KARIM EL-GAWHARY ÜBER DIE NEUE VERFASSUNG IN ÄGYPTEN
: Demokratie sieht anders aus

Unterdessen hat sich ein Polizeistaat formiert, der dem Mubaraks in nichts nachsteht

Wie gut ist ein Verfassungsentwurf, der viele positive Paragrafen enthält, wenn ein nicht unwesentlicher Teil der politischen Landschaft aus der verfassungsgebenden Versammlung ausgeschlossen war und gleichzeitig auf den Straßen der Polizeistaat tobt?

Das ist die Frage, die sich die Ägypter stellen müssen. Auf dem Papier sehen viele der beschlossenen Paragrafen gut aus. Mit einer gewichtigen Ausnahme: Das Militär hat sich seine Rolle in der Politik festschreiben lassen. Der Verteidigungsminister soll mindestens für acht Jahre vom Militär bestimmt werden.
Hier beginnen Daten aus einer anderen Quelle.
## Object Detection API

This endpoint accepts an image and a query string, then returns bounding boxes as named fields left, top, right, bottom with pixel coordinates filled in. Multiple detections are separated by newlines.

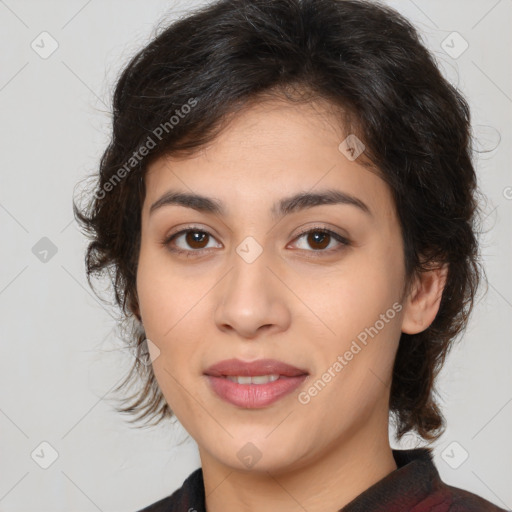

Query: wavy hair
left=73, top=0, right=485, bottom=441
Noch problematischer war der Entstehungsprozess dieses Entwurfs, der jetzt zum Referendum vorgelegt wird. Ausgerechnet jene, die bis zum Militärputsch vor fünf Monaten im Land auf gewählter Basis an der Macht waren, die Muslimbruderschaft, waren von der Entscheidungsfindung vollkommen ausgeschlossen. Damit werden sich große Teile der ägyptischen Gesellschaft ganz sicher nicht in dieser Verfassung wiederfinden.

Statt einen neuen Konsens zu suchen, hat sich unterdessen ein Polizeistaat formiert, der dem aus den Zeiten Mubaraks in nichts nachsteht. Ein neues restriktives Demonstrations- und Versammlungsrecht tut das Übrige und wird inzwischen längst nicht mehr gegen die Muslimbruderschaft, sondern auch gegen jeglichen Dissens vonseiten der säkularen Tahrir-Aktivisten angewendet.

Wie in dieser Atmosphäre ein Verfassungsreferendum und Präsidentschafts- und Parlamentswahlen stattfinden sollen, kann derzeit niemand so richtig sagen. Der Fahrplan zu einem demokratischen Übergang steht, aber Militär und Polizei kontrollieren die Weichen, um sicherzustellen, dass der Zug nicht doch noch gegen ihren Willen in eine andere als die vorgegebene Richtung fährt.